Обойдя свое отделение и после своей проделки относясь к больным с особенным вниманием, я спустился вниз и вошел в дежурную комнату. Несколько врачей, сидя вокруг стола, горячо разговаривали о характере настоящей эпидемии. Я благосклонно вмешался в разговор и потом стал рассказывать об излюбленной микстуре Горатова.
— Как вам известно, господа, я довольно успешно лечил больных черной оспой, конечно, не в безнадежных случаях. В этих последних никакие средства не помогут. Спасет ли ваша микстура, господин Горатов — не знаю, но сейчас я прописал ее одному из безнадежных…
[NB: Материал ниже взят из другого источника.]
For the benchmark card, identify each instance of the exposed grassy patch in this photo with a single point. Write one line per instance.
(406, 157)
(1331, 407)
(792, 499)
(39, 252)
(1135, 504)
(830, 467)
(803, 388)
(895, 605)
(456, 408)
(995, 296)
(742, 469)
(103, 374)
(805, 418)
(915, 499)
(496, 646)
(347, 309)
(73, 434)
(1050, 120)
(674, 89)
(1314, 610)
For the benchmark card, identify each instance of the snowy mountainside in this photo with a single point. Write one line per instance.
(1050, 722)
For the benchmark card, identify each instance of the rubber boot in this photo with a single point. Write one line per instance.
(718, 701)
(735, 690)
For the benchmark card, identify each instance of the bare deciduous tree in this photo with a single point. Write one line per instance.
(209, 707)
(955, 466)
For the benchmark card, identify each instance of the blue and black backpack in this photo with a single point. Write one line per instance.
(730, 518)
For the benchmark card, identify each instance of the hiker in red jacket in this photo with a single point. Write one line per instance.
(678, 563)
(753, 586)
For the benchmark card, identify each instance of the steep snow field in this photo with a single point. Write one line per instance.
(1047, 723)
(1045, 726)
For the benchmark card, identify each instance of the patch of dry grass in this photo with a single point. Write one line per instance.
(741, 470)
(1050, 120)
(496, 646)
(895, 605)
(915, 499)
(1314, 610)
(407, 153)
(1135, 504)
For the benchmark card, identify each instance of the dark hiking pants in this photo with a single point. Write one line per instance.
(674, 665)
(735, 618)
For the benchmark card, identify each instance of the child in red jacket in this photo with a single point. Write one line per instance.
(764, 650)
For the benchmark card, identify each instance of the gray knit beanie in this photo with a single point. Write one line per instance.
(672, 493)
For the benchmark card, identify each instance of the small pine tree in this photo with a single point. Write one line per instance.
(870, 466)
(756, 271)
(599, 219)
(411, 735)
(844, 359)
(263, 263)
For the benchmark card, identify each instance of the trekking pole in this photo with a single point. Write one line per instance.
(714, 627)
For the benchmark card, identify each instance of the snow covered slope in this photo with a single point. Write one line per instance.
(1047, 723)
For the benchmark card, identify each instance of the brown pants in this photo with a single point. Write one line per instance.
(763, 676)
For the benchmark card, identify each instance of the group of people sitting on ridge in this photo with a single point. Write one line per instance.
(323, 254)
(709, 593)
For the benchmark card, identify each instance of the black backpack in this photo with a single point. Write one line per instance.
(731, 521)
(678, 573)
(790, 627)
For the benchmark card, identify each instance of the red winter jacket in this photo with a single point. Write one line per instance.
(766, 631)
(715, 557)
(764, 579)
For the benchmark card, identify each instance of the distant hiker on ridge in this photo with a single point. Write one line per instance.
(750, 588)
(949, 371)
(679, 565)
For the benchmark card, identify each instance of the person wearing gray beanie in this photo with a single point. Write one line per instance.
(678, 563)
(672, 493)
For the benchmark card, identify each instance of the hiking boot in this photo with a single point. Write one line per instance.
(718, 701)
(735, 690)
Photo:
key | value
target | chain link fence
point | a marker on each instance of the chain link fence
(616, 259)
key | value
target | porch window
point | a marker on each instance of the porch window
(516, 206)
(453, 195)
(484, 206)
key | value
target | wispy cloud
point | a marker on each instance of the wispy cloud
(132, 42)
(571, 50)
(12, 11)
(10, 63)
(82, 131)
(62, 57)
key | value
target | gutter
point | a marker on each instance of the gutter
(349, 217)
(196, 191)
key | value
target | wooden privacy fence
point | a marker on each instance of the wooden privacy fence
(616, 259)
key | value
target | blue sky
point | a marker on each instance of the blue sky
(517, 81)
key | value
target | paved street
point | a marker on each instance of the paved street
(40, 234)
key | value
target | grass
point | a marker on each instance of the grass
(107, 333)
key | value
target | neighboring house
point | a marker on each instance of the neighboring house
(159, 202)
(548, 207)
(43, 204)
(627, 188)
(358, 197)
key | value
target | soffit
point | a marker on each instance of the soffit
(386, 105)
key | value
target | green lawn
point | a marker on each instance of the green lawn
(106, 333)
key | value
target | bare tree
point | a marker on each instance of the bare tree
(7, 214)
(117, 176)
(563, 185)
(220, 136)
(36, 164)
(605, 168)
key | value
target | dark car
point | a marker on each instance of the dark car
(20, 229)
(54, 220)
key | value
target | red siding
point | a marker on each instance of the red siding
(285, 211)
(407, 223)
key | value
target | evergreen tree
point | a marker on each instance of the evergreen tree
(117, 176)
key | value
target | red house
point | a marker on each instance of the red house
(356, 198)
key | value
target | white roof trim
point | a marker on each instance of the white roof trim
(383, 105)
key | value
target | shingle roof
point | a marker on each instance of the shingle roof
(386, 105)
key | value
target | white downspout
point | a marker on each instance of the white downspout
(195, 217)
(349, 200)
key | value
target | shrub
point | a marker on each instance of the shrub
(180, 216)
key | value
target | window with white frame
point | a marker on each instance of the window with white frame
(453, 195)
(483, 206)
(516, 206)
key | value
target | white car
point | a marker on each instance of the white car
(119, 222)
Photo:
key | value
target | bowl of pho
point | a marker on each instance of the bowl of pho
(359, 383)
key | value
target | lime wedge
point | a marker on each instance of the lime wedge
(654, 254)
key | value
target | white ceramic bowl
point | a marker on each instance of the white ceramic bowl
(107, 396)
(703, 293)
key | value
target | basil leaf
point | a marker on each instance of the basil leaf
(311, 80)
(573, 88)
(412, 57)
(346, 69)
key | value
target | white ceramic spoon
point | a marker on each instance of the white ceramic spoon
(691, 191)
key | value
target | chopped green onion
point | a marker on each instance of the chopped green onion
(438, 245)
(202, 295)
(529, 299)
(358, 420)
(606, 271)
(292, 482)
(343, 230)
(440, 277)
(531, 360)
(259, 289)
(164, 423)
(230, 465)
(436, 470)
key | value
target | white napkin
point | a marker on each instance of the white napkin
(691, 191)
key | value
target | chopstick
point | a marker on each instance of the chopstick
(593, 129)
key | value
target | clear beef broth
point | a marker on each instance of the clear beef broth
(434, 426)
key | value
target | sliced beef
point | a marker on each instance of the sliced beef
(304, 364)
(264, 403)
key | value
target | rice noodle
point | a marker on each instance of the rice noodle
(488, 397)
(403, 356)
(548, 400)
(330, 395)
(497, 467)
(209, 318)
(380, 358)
Горатов — огромный мужчина — сидел в углу и пристально смотрел на меня. Его неуклюжая, обросшая волосами фигура, с большим лицом, черты которого были чрезвычайно крупны, напоминала старый, обросший мхом дуб с уродливыми выпуклостями и дырами, дуб, который неуклюже двигался и дышал из большого отверстия, изображавшего рот. Это был человек странный. Он имел претензию любить ближних и потому даром лечил больных, стоически выдерживая ненависть докторов и их насмешки. На меня он производил впечатление огромного добродушного животного, каким-то чудом уцелевшего от времен допотопных, когда существовали плиозавры и другие ископаемые животные. Дразнить его мне доставляло удовольствие, но животное это никогда не рычало, а только внимательно всматривалось в меня. Теперь, сидя в своем углу, он уставил в меня свои два светлых глаза, точно вглядывался в бездну и ужасался, видя, что она так глубока… Я отвернулся с презрением на губах, но с ненавистью и тревогой в душе.